Managing biting insect nuisance

Managing biting insect nuisance

Preventing insect nuisance in wetlands, amongst others mosquitoes (Culicidae), biting midges (Ceratopogonidae) and horse flies (Tabanidae), can be facilitated by applying ecological knowledge. We develop prevention schemes and study the autoecology of biting insects.

Examples of projects


Monitoring of biting insects and developing prevention schemes

The restoration of former wetlands and the expansion of existing wetlands as well as the use of arable land in stream and river valleys to alleviate flooding is important to adapt to the impacts of climate change, to meet goals in achieving WFD water quality objectives, to provide increased wetland habitat for wildlife and an outdoor space for human ‘well-being’.

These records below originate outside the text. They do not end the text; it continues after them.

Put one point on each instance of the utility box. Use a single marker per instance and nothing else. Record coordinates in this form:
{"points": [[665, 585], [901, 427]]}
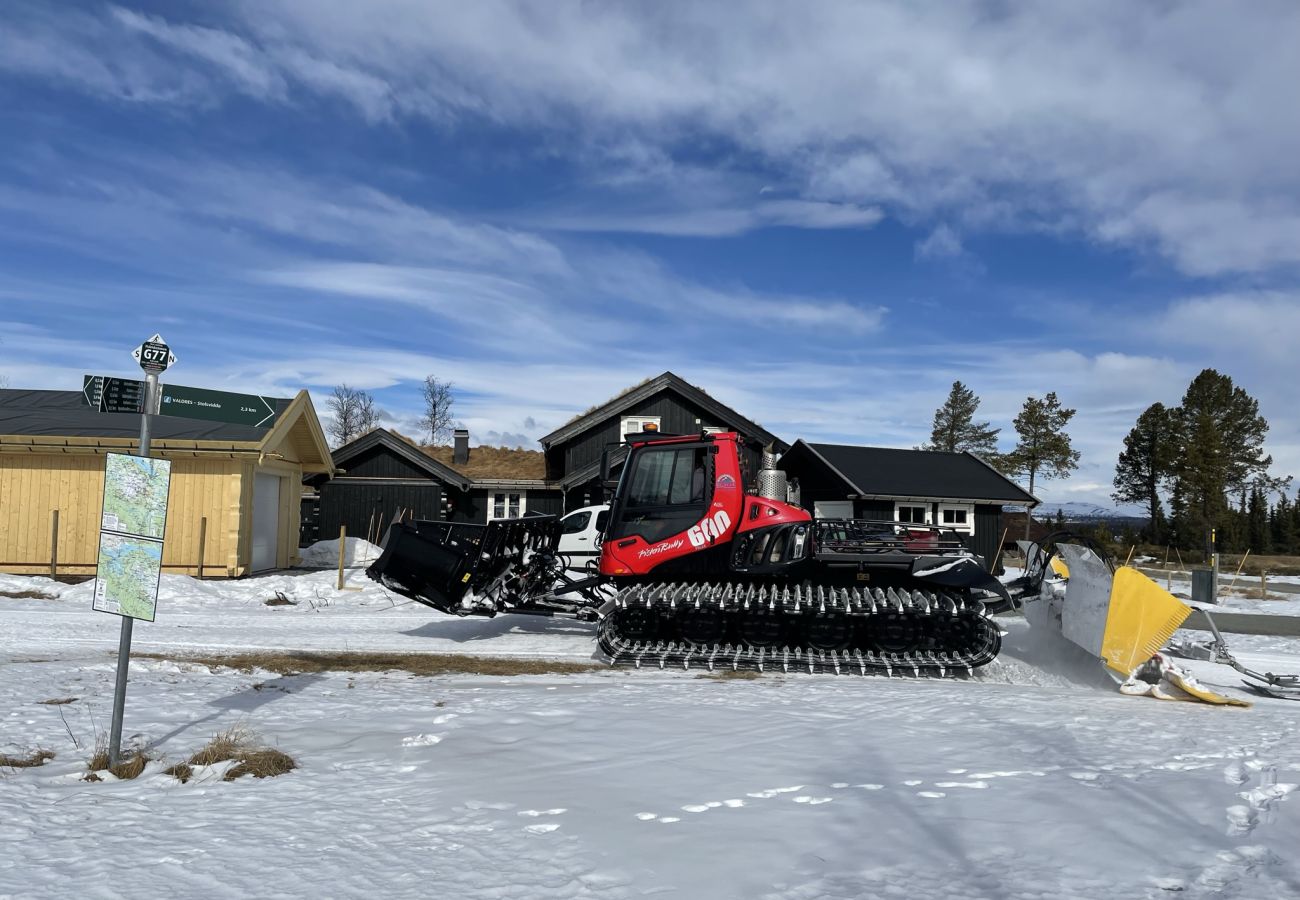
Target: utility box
{"points": [[1204, 585]]}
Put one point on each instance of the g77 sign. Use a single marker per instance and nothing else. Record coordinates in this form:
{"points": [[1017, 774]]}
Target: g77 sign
{"points": [[154, 355]]}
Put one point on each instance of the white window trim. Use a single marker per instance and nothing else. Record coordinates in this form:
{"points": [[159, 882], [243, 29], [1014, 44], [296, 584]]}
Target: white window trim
{"points": [[640, 424], [969, 527], [492, 502], [930, 513]]}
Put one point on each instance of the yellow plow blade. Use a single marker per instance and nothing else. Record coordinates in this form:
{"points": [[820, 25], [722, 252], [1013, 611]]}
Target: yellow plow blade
{"points": [[1143, 617], [1121, 619]]}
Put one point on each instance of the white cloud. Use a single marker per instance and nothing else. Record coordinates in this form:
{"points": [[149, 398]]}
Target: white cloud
{"points": [[940, 243], [1147, 125]]}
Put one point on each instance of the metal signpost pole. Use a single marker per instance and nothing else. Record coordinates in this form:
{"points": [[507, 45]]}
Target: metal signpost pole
{"points": [[124, 644]]}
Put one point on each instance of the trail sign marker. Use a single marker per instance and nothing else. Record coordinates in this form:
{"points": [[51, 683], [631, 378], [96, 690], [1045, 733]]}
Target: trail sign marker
{"points": [[154, 355]]}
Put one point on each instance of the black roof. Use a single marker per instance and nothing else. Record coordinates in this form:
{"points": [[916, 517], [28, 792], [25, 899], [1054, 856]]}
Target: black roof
{"points": [[382, 437], [892, 472], [629, 398], [64, 414]]}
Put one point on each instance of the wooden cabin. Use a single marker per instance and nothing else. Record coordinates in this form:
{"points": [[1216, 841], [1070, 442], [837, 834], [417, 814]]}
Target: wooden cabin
{"points": [[234, 496]]}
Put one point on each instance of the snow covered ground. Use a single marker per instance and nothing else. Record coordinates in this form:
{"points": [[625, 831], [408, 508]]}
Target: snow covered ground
{"points": [[1031, 780]]}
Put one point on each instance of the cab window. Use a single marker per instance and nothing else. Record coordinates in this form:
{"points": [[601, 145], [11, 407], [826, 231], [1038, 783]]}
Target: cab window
{"points": [[576, 523]]}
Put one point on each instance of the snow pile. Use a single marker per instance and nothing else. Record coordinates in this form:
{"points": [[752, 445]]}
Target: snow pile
{"points": [[358, 552]]}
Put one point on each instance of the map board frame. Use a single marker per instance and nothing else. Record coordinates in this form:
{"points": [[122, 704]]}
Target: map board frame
{"points": [[129, 531]]}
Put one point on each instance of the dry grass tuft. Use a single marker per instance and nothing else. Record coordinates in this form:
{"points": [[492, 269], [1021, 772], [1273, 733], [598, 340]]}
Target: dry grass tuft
{"points": [[238, 745], [224, 745], [30, 761], [261, 762], [26, 595], [415, 663], [128, 767]]}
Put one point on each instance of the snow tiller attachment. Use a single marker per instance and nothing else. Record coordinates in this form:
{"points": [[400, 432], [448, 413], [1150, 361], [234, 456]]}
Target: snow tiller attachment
{"points": [[1123, 618], [701, 565]]}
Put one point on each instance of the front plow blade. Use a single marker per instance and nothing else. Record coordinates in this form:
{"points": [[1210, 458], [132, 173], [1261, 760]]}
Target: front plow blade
{"points": [[1123, 618]]}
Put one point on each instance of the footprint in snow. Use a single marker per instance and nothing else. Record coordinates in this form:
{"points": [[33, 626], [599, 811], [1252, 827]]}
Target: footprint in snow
{"points": [[771, 792]]}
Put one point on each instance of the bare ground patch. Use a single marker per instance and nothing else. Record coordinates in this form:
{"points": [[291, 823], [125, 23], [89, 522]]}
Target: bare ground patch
{"points": [[415, 663], [26, 595], [30, 761]]}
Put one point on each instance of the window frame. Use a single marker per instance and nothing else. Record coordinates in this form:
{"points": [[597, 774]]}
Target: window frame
{"points": [[641, 423], [966, 527], [492, 503], [914, 505]]}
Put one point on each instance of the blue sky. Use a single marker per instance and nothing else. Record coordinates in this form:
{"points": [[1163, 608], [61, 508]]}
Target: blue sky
{"points": [[820, 219]]}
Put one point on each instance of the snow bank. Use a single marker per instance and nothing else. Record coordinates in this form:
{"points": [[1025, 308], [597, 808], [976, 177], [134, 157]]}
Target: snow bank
{"points": [[358, 552]]}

More and more, concerns are raised over the potential impacts that such initiatives might have on biting insect population development and its associated nuisance and disease risk. It is important to ensure that biodiversity gain and habitat restoration can advance without inadvertently elevating the risks from disease vectors.

Biting insect management always starts with monitoring of the species involved, followed by applying knowledge on the ecology of the respective species when developing potential measures that can be taken to reduce larval habitats. Furthermore communication to those involved is essential in successful insect nuisance prevention. The guideline ‘Leidraad Risicomanagement Overlast Steekmuggen en Knutten’ can be very helpful in this approach.